Expert Comments: You do have a couple of options:

1. Search the literature to find out if there are any analgesics or anesthetics that track predictability with the results of your particular experiments.

2. Include the discovery of such an analgesic or anesthetic as part of your experiment, so you can reduce pain the next time around — and help others in the same boat.

Here at Colorado State University, our IACUC has a small budget to piggyback animal-welfare projects onto experiments. It’s a win-win because it helps the animals and may allow the principal investigator to publish two papers instead of one.

For example, we had a PI studying the impact of fractionated snake venom. The extracted venom is injected into animal tissues and then the research team watches to see if it rots the tissue, how quickly, etc. The IACUC asked if it were possible to conduct the experiments with the animal unconscious or given an anesthetic that didn’t interfere. The PI said he didn’t know of any.

The IACUC said, “If we can give you an extra $1,500 to conduct additional experiments, do you think you can find an anesthetic that does work?” He agreed, and his research team found an anesthetic that behaved in a predictable way.
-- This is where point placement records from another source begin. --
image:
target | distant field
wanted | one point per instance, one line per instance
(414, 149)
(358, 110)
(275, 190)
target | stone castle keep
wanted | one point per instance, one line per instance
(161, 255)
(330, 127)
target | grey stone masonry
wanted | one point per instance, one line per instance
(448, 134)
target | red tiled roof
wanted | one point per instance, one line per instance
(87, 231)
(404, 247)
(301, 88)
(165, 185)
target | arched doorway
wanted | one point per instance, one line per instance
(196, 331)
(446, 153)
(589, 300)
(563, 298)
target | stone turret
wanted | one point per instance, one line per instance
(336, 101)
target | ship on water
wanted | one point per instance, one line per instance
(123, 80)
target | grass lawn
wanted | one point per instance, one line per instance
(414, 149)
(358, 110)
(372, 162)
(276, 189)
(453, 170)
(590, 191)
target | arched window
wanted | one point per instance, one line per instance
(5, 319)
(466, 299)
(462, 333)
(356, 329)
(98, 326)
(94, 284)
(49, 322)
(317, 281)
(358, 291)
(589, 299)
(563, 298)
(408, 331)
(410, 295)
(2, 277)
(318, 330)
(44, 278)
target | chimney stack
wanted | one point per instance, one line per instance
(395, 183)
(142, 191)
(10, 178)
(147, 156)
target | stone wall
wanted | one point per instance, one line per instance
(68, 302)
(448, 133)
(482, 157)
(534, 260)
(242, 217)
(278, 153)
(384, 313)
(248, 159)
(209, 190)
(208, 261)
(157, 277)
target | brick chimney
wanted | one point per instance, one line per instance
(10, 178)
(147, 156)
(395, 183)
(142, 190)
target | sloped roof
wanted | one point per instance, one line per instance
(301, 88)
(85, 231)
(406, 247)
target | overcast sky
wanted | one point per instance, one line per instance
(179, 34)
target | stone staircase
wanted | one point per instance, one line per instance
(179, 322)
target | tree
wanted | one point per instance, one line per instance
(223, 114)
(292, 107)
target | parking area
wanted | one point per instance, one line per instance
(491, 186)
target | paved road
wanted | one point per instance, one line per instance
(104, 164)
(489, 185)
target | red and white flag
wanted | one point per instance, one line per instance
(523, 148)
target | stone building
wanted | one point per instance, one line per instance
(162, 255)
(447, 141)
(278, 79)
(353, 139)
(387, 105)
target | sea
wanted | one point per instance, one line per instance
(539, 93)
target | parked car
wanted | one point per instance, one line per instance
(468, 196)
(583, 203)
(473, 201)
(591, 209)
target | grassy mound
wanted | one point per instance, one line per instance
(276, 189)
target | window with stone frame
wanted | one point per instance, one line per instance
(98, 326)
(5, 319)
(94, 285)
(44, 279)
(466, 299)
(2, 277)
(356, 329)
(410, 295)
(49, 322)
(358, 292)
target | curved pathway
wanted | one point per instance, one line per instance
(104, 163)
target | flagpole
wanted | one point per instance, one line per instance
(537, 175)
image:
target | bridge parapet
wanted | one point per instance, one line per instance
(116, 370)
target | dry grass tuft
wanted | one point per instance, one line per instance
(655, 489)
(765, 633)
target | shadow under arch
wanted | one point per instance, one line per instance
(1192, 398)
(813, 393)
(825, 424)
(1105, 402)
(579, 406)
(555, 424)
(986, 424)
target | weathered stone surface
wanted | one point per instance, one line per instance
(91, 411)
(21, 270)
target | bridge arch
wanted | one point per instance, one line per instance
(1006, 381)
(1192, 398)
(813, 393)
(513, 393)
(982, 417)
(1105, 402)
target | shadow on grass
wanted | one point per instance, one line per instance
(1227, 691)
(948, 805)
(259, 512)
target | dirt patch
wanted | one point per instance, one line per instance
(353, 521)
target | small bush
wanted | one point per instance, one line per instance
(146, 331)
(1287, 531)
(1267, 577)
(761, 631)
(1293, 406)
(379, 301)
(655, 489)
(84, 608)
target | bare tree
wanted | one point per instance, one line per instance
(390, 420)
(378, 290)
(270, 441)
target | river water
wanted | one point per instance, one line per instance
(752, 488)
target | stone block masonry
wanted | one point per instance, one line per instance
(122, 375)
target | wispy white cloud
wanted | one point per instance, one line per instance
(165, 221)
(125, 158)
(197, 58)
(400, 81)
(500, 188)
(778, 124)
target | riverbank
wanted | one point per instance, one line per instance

He ended up publishing his initial paper and another one on the anesthetic.

The key: Find something that tracks in a predictable way – you may have to adjust your results, multiply by half or two, but if it’s predictable, you can use it. And then you’ll reduce the animal pain related to your experiment.

Expert comments by Dr. Bernard Rollin, bioethicist and University Distinguished Professor at Colorado State University. He was an external reviewer on the Office of Laboratory Animal Welfare's (OLAW) original IACUC guide and federal animal-welfare laws, has published numerous books on animal welfare, and has assisted universities in several countries develop their animal-welfare programs.

Dr. Rollin is a member of the Laboratory Animal Welfare Compliance Editorial Advisory Board. If you'd like a sample issue of Lab Animal Welfare Compliance, click here.

Comments (2)
Professor (and former IACUC Chair)
written by Bill Yates, August 19, 2010
This viewpoint misses the fact that a number of nonpharmacological treatments can also serve to reduce pain and distress. We should not be stuck on analgesics as the only method to do this!
Professor, Anesthesiology and Pain Management
written by Christine Egger, September 17, 2010
CSU's solution to this problem by adding on animal welfare studies is brilliant and forward thinking. I agree with Dr. Yates, however, there are numerous non-pharmacological interventions that could be considered, including TENS, warm or cold compresses, E-Stim, acupuncture, physical therapy, etc., etc. This list of modalities expands constantly. In addition, investigators often consider only more traditional analgesics, such as opioids and NSAIDs, and consideration could be given to the use of local and regional anesthetic blocks, serotonin and norepinephrine reuptake inhibitors, tricyclic antidepressants, gabapentin, and pre-gabalin. Effective use of multi-modal and preemptive analgesics can reduce post-procedure pain without affecting data acquisition.